Now, curiously enough, this pettish and really inexcusable fling did not produce its presumable effect upon Antony. Whether he felt that it was partly justified and that he was really in some sort unworthy of his sex, or whether the actuality of their pressing danger rendered him immune as regards such flighty stabs, is not known, but it remains a fact that he merely pursed his lips indulgently and spoke as follows:
"You are indeed fortunate in your acquaintance. I regret that practice in steering horses, sail boats, bob sleds and to a certain small extent, dirigible balloons, has left me little leisure--and less inclination--for these evil-smelling devil-waggons. Neither the steamfitter nor the engineer has ever appealed to me----"

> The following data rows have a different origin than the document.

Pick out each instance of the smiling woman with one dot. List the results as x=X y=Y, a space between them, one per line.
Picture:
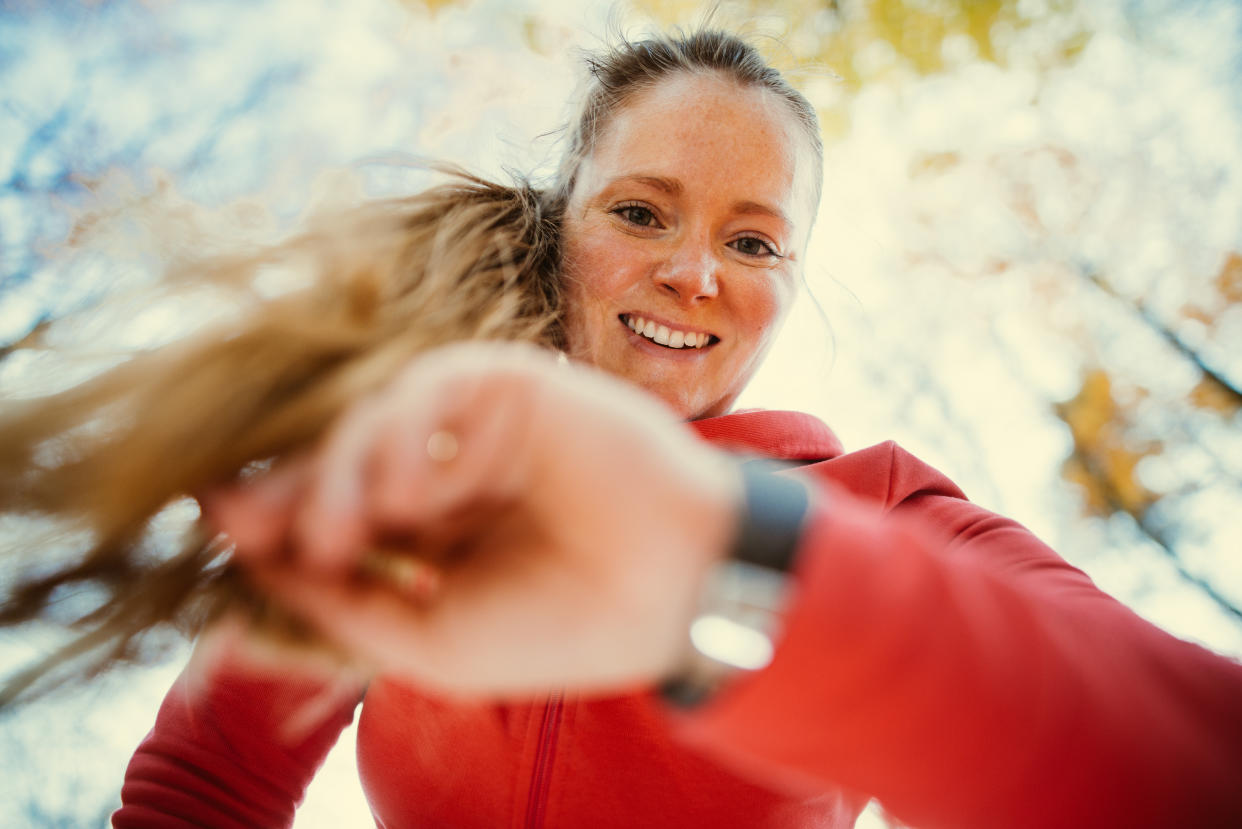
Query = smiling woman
x=696 y=230
x=504 y=556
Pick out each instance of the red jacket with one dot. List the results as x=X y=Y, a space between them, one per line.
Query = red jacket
x=935 y=655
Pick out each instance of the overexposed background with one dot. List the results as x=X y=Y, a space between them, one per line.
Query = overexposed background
x=1027 y=267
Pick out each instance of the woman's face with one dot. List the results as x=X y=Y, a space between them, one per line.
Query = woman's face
x=683 y=239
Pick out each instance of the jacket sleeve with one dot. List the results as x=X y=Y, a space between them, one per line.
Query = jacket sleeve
x=235 y=750
x=944 y=660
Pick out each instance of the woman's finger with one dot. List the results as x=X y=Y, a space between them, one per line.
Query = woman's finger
x=330 y=526
x=257 y=513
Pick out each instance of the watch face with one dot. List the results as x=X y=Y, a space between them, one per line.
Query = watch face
x=734 y=630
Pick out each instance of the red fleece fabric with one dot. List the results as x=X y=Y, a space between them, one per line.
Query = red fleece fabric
x=934 y=655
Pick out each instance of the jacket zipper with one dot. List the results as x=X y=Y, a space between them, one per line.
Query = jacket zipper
x=545 y=751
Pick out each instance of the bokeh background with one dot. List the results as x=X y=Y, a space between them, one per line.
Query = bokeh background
x=1027 y=267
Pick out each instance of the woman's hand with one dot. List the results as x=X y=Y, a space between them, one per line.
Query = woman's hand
x=570 y=520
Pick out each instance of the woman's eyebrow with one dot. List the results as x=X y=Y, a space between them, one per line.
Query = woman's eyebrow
x=761 y=209
x=672 y=187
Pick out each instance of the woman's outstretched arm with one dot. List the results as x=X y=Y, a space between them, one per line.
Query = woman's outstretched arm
x=937 y=656
x=945 y=660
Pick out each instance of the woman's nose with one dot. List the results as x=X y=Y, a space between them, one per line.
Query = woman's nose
x=689 y=274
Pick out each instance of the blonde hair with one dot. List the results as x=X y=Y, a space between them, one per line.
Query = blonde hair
x=385 y=281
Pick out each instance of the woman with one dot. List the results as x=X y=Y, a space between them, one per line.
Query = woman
x=565 y=523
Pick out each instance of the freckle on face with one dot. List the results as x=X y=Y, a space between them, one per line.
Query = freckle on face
x=725 y=149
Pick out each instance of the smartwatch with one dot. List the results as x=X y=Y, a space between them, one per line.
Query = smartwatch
x=743 y=599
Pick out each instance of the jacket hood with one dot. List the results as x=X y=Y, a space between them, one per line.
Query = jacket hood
x=783 y=435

He ceased abruptly, and as his voice died out she looked questioningly at him, for even her slight acquaintance with the young gentleman had taught her that he was not one to leave a well-planned sentence incomplete from choice.
"What is it?" she asked breathlessly.
"That wild road is on the other side of Huntersville!" he said, with an utter absence of comment that impressed her more deeply than any of his previous conversational embroideries.
Indeed, the pointed spire of the Huntersville church rose white before them and scattered houses even now lined the road.